There’s one additional wrinkle to add to this already-different premise: the nature of the powers themselves. They last for just 10 minutes a day before they’re depleted – “in other words,” Andrews says, “if E-Ratic doesn’t save the day in 10 minutes, he’s toast.” The underlying mechanics of his super abilities are meant to be a sort of parallel with the social constraints of his life – that is to say, fleeting and unreliable. Oliver is the new kid in a new town in a new school, dealing with new classes and chasing after a new crush, with these new superpowers that he’s just developed and a home dynamic that is challenging for any teenager.

And, actually, it’s the school setting that is meant to be of particular interest in this equation. Whereas comics readers may have had literally decades of experience reading stories about young heroes who have to navigate fighting villains, on the one hand, with the daily struggles of school life, on the other, high schools of yesteryear are lightyears apart from the academic landscape of the 21st century – a time when, according to AWA, “everything is polarized and upside-down and downright unnerving.” Kaare Andrews drills down even more:

“I mean, it’s never been easy, but there are very unique and modern particularities to the 2020 education system that I haven’t seen explored before, I haven’t seen made fun of before, I haven’t seen characters suffer through before. And maybe it’s the Canadian in me, the Degrassi Junior High in me, but anything that hasn’t been explored before is always the place I’m most drawn to.”

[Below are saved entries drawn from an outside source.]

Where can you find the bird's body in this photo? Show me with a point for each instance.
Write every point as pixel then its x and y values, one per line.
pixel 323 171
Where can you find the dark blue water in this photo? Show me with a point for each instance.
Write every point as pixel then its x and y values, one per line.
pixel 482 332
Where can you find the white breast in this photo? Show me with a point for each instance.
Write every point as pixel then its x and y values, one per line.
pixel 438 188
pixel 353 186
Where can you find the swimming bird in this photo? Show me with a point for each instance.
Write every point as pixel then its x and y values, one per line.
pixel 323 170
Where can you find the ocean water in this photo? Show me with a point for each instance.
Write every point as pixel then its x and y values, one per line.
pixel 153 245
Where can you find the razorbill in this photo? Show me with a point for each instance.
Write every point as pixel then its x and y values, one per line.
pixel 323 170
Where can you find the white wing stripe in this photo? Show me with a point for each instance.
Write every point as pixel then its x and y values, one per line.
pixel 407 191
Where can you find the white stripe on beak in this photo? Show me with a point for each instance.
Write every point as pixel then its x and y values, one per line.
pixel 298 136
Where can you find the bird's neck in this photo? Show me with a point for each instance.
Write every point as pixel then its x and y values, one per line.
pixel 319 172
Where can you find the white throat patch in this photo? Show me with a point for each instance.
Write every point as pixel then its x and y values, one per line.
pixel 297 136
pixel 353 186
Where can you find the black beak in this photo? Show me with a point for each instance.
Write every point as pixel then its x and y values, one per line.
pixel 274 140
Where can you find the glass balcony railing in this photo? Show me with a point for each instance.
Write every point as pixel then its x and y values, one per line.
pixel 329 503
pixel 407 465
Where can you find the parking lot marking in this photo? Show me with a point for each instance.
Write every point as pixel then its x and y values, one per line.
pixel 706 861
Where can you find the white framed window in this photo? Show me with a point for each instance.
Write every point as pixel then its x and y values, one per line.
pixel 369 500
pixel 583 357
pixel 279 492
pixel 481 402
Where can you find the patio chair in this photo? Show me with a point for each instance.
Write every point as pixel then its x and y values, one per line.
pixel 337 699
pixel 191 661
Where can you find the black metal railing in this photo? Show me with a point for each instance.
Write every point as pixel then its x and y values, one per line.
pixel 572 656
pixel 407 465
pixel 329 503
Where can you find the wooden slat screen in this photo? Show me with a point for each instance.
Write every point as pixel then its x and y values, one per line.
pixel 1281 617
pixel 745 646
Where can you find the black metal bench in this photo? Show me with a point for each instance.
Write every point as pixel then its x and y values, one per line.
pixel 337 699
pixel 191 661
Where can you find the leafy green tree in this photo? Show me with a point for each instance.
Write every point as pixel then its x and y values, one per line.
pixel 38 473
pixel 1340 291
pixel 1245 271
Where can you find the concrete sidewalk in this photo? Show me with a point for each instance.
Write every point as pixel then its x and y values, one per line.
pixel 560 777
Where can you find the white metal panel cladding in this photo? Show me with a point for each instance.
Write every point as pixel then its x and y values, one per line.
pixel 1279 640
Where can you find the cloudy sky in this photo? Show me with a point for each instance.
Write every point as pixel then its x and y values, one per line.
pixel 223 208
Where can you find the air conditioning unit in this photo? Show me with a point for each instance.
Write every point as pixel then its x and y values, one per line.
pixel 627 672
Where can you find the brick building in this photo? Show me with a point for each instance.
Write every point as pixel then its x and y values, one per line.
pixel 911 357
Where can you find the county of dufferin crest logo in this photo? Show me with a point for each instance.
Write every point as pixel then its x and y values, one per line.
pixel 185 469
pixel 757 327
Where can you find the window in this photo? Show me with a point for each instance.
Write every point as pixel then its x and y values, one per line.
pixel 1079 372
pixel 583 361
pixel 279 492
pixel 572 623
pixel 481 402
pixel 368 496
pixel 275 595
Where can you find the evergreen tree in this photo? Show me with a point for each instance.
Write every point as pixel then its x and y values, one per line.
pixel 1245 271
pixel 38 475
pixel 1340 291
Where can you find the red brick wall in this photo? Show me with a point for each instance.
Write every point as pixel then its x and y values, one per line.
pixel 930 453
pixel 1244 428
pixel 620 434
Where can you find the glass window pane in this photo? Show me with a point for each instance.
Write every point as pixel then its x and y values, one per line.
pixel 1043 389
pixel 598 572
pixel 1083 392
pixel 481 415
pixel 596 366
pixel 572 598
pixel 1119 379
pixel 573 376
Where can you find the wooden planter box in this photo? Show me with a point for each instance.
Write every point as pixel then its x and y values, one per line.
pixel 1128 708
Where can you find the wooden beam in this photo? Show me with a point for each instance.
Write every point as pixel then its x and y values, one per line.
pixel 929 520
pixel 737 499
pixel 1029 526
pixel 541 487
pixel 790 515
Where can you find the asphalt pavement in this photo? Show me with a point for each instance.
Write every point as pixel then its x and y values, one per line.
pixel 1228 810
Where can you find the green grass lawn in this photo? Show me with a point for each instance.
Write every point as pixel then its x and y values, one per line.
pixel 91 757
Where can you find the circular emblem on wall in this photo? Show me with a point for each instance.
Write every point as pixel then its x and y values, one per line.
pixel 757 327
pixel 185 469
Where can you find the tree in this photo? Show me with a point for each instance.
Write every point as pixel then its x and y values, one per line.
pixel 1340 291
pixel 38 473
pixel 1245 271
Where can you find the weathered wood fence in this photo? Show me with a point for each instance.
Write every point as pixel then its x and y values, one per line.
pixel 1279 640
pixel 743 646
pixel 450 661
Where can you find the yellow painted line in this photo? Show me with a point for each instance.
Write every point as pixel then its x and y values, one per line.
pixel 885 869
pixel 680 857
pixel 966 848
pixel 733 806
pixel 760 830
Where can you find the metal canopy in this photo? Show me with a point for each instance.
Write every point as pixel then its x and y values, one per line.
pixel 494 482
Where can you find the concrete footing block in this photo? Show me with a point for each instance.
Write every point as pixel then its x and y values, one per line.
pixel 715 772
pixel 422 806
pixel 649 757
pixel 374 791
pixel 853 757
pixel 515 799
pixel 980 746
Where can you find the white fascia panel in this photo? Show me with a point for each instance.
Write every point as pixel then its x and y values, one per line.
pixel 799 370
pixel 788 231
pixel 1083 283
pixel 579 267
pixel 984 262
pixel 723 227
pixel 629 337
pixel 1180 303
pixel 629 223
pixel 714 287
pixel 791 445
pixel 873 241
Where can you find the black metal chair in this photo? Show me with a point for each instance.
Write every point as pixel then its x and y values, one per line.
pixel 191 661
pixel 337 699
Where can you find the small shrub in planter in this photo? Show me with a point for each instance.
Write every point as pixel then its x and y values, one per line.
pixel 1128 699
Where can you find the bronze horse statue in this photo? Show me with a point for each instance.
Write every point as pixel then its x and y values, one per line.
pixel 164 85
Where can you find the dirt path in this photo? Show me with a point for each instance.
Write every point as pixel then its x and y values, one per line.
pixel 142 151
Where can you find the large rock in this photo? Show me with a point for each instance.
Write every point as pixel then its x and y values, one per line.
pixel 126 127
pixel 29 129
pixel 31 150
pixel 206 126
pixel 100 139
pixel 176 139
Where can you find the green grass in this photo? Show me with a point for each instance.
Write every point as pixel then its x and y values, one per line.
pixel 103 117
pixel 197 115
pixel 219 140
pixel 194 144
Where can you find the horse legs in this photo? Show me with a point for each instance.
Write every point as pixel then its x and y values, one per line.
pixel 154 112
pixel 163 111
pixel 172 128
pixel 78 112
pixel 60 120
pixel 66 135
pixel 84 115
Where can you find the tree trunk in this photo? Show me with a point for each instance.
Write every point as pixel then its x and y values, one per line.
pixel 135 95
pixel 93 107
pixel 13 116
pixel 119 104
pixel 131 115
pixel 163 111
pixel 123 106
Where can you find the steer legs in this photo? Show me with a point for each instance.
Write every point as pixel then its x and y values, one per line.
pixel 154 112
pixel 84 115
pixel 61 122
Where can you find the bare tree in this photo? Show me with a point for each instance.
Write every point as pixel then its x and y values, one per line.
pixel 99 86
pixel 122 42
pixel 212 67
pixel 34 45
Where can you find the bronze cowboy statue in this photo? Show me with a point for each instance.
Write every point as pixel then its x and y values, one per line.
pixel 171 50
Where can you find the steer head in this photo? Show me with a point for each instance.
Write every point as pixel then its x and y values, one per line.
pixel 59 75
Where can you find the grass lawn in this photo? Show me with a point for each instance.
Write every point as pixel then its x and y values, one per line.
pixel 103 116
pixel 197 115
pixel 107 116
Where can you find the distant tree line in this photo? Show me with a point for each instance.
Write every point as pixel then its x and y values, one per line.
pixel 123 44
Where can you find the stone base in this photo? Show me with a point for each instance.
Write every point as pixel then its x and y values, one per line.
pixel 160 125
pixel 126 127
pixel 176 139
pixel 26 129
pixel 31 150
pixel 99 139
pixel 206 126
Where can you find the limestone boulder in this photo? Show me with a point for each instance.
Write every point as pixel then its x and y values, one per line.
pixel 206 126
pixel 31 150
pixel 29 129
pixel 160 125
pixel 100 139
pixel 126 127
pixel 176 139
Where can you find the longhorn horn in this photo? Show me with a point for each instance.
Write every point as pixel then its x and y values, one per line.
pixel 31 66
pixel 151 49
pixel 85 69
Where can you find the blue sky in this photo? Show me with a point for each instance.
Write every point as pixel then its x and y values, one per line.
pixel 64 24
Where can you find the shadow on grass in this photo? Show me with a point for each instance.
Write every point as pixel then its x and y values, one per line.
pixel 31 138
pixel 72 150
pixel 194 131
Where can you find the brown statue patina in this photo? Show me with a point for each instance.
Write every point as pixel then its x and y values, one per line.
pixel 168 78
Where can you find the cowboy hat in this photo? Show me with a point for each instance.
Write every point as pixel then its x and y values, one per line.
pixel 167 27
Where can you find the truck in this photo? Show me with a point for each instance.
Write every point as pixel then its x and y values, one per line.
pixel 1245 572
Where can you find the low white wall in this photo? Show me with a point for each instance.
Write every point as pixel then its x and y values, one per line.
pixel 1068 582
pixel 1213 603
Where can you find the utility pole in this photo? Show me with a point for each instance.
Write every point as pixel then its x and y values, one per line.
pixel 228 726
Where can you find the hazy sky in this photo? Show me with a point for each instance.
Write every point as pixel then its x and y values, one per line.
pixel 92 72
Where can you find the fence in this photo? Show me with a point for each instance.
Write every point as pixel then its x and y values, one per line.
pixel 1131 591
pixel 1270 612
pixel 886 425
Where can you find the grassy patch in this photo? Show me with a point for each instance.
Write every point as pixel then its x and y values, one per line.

Don’t let these distinctions – and this emphasis on modern-day school life – make you think that E-Ratic is a title meant specifically (or overwhelmingly) for young adults, however; Kaare goes out of his way to point out that this isn’t so much YA as it is teen-friendly. “It deserves the same rating as an issue of Spider-Man or Batman,” he says, comics which have a surprising range of storytelling and a surprisingly deep resonance with all sorts of ages and audiences.

E-Ratic will arrive on December 2, 2020, for a suggested price of $3.99.